OrdinalEncoder¶
Ordinal encoder.
This transformer maps each feature to integers. It can useful when a feature has string values (i.e. categorical variables).
Parameters¶
-
unknown_value
Type → int | None
Default →
0
The value to use for unknown categories seen during
transform_one
. Unknown categories will be mapped to an integer once they are seen duringlearn_one
. This value can be set toNone
in order to categories toNone
if they've never been seen before. -
none_value
Type → int
Default →
-1
The value to encode
None
with.
Attributes¶
-
categories
A dict of dicts. The outer dict maps each feature to its inner dict. The inner dict maps each category to its code.
Examples¶
from river import preprocessing
X = [
{"country": "France", "place": "Taco Bell"},
{"country": None, "place": None},
{"country": "Sweden", "place": "Burger King"},
{"country": "France", "place": "Burger King"},
{"country": "Russia", "place": "Starbucks"},
{"country": "Russia", "place": "Starbucks"},
{"country": "Sweden", "place": "Taco Bell"},
{"country": None, "place": None},
]
encoder = preprocessing.OrdinalEncoder()
for x in X:
print(encoder.transform_one(x))
encoder = encoder.learn_one(x)
{'country': 0, 'place': 0}
{'country': -1, 'place': -1}
{'country': 0, 'place': 0}
{'country': 1, 'place': 2}
{'country': 0, 'place': 0}
{'country': 3, 'place': 3}
{'country': 2, 'place': 1}
{'country': -1, 'place': -1}
xb1 = pd.DataFrame(X[0:4], index=[0, 1, 2, 3])

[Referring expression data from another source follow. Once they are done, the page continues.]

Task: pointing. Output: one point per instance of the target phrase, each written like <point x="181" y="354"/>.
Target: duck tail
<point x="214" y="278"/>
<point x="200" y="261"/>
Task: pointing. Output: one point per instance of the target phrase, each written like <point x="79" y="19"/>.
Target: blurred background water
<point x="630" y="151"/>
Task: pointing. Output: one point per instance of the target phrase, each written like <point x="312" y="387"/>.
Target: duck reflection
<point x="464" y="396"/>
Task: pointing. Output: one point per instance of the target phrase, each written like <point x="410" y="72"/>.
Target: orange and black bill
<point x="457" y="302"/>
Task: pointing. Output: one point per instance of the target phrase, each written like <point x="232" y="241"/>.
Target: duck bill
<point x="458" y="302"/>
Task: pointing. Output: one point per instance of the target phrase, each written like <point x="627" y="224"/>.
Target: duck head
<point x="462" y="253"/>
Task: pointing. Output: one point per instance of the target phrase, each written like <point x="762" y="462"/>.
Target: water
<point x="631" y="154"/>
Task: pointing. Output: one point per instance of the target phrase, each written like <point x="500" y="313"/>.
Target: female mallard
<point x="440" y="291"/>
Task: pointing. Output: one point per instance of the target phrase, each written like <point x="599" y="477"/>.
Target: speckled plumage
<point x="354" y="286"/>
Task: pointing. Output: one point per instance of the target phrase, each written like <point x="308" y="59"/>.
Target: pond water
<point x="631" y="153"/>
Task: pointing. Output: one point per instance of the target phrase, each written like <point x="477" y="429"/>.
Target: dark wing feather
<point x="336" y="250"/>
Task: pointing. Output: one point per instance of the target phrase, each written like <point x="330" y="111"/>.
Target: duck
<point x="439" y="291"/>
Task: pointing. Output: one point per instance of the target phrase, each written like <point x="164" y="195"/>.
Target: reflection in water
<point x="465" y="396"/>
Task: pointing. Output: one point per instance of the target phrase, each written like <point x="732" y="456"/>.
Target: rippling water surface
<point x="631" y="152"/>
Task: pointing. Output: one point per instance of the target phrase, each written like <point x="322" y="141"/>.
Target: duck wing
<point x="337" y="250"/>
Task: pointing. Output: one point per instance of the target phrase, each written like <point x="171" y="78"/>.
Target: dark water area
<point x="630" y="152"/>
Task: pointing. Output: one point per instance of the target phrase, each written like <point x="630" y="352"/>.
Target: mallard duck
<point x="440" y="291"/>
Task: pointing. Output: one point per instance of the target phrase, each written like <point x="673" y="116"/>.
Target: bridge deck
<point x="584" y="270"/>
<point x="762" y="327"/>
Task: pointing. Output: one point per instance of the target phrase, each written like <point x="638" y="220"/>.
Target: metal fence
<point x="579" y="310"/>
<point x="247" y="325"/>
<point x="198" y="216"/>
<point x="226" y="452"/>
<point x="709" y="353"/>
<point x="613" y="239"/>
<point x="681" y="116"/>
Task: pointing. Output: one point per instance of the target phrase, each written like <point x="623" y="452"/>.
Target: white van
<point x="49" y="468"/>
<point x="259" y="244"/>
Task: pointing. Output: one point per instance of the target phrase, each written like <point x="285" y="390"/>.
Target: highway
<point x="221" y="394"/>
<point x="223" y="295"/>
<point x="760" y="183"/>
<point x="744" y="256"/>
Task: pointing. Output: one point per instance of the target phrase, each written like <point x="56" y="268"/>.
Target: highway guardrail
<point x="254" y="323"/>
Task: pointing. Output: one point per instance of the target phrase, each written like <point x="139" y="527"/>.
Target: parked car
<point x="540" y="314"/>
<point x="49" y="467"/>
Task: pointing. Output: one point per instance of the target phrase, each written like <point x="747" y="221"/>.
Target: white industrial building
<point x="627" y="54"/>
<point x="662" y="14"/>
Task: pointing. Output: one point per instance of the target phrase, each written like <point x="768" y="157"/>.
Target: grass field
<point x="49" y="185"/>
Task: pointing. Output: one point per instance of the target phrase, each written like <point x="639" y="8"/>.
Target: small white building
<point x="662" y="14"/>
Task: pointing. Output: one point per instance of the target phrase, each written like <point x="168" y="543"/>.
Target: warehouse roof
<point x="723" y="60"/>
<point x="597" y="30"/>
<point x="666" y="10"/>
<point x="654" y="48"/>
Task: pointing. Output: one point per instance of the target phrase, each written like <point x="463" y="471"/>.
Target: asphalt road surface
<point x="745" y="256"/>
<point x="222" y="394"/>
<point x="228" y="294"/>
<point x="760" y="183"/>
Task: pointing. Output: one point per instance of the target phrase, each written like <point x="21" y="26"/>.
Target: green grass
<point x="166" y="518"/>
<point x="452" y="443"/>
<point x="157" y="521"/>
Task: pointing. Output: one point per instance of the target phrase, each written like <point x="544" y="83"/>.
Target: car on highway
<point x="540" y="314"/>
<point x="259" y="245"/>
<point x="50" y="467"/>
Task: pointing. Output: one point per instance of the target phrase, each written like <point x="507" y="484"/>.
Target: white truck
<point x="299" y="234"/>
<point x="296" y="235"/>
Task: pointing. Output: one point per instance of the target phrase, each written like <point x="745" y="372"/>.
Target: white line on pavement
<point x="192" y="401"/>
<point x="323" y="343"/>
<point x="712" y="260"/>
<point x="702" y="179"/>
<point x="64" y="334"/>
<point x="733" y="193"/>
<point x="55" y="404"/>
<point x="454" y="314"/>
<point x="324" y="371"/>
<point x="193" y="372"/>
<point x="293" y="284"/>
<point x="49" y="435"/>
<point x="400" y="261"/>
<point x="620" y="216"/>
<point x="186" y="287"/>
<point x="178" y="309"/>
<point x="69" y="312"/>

xb2 = pd.DataFrame(X[4:8], index=[4, 5, 6, 7])
encoder = preprocessing.OrdinalEncoder()
encoder.transform_many(xb1)
country place
0 0 0
1 -1 -1
2 0 0
3 0 0
encoder = encoder.learn_many(xb1)
encoder.transform_many(xb2)
country place
4 0 0
5 0 0
6 2 1
7 -1 -1
Methods¶
learn_many
Update with a mini-batch of features.
A lot of transformers don't actually have to do anything during the learn_many
step because they are stateless. For this reason the default behavior of this function is to do nothing. Transformers that however do something during the learn_many
can override this method.
Parameters
- X — 'pd.DataFrame'
- y — defaults to
None
Returns
Transformer: self
learn_one
Update with a set of features x
.
A lot of transformers don't actually have to do anything during the learn_one
step because they are stateless. For this reason the default behavior of this function is to do nothing. Transformers that however do something during the learn_one
can override this method.
Parameters
- x — 'dict'
Returns
Transformer: self
transform_many
Transform a mini-batch of features.
Parameters
- X — 'pd.DataFrame'
Returns
pd.DataFrame: A new DataFrame.
transform_one
Transform a set of features x
.
Parameters
- x — 'dict'
Returns
dict: The transformed values.